Question

A dental drill accelerates from rest to $900\,rpm$ in $2\sec $ what is angular acceleration? How many revolutions does it make in coming to full speed?

Answer 1

Hint: In order to solve this question we need to understand angular acceleration. Angular acceleration is defined as the magnitude of torque exerted on the body per unit moment of inertia of an object which is revolving or it is defined as acceleration with which it rotates in a plane. Also like the translation motion we can use here three equations of motion provided that angular acceleration remains constant throughout the motion just like translation where we use the equation of motion only when the acceleration is constant.

Complete step by step answer:
Let the initial angular velocity be ${\omega _i} = 0$ (given in question).
Also the final angular velocity be, ${\omega _f} = 900\,rpm$ (given in question).
${\omega _f} = \dfrac{{900}}{{60}}\,rps$
$\Rightarrow {\omega _f} = 15rps$
where rpm stands for rotations per minute while rps stands for rotations per second.
Let the angular acceleration be, $\alpha $. And time taken to revolve is given as, $t = 2\sec $.So using equation of motion in rotation we get,
${\omega _f} = {\omega _i} + \alpha t$
Angular acceleration is,
$\alpha = \dfrac{{{\omega _f} - {\omega _i}}}{t}$

Putting values we get,
$\alpha = \dfrac{{15 - 0}}{2}$
$\Rightarrow \alpha = 7.5\,rp{s^{ - 2}}$
So the angular acceleration is given as, $\alpha = 7.5\,rp{s^{ - 2}}$.
To find the number of rotations, let the number of rotations be by $\theta $. So using equation of motion we get,
\[\theta = {\omega _i}t + \dfrac{1}{2}\alpha {t^2}\]
Putting values we get,
\[\theta = (0)(2) + \dfrac{1}{2}(7.5){(2)^2}\]
\[\Rightarrow \theta = \dfrac{1}{2}(7.5)(4)\]
\[\therefore \theta = 15\,revolution\]

So it would take a $15$ revolution to come in full speed.

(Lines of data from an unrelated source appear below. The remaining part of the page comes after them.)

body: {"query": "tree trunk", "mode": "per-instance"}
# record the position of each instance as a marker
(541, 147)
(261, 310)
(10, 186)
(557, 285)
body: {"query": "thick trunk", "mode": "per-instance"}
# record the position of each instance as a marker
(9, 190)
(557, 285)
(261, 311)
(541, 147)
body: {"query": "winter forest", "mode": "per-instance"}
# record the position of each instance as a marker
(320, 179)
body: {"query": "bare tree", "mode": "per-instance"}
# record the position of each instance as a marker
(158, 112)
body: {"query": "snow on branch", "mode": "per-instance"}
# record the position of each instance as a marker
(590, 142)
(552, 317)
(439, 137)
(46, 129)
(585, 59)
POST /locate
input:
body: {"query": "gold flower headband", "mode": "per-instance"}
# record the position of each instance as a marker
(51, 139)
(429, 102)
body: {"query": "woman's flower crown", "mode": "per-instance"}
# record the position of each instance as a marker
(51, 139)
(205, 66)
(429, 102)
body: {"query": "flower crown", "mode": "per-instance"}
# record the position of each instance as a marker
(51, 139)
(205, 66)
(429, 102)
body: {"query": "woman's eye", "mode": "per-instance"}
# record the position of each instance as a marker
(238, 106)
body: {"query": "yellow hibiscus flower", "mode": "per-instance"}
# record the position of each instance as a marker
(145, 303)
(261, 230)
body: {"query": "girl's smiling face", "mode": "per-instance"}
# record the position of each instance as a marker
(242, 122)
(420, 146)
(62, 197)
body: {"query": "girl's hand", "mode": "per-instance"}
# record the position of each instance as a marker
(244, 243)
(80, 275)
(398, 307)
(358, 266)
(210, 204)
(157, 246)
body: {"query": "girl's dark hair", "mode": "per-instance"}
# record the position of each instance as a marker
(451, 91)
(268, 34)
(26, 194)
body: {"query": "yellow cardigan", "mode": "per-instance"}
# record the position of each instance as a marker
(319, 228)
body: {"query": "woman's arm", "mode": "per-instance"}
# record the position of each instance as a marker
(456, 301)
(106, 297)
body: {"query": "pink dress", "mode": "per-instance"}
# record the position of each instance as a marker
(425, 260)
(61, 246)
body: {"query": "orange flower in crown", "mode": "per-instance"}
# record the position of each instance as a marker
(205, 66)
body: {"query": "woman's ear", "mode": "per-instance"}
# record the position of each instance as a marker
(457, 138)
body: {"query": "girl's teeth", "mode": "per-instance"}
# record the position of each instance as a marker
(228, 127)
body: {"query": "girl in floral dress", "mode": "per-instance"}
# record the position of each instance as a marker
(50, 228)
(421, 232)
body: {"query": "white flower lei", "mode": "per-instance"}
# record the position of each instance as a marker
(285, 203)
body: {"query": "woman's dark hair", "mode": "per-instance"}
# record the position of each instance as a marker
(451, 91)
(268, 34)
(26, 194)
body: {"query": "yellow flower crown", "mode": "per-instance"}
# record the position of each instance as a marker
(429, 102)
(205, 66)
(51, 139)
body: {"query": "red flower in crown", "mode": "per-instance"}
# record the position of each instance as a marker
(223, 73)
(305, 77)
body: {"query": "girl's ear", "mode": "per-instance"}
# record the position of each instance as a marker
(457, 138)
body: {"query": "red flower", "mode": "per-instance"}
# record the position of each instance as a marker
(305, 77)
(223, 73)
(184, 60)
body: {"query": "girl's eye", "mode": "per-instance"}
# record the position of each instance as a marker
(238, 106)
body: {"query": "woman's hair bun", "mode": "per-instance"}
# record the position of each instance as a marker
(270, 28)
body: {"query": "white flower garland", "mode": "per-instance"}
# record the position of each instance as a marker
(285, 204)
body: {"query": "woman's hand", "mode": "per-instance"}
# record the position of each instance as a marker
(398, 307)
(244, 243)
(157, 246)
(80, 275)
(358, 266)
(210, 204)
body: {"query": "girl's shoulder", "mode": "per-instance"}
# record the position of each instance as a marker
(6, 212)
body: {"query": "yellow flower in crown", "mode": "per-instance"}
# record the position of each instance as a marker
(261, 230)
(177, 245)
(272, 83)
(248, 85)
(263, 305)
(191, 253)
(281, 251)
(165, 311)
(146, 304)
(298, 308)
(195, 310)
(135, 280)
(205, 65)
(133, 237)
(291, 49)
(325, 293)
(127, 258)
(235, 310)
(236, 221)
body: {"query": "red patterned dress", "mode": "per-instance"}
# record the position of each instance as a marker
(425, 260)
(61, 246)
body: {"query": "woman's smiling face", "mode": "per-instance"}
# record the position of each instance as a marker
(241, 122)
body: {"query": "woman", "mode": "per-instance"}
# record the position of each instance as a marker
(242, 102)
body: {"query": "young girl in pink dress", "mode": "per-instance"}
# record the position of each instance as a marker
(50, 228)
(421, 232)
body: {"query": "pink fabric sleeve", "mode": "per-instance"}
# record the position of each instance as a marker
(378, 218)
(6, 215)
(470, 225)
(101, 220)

Note: It should be remembered that we can use equations of motion in rotation only when the angular acceleration remains constant through the revolution. If the angular acceleration varies then we would not use an equation of motion rather than we use a differential definition of angular acceleration to find the equation of motion.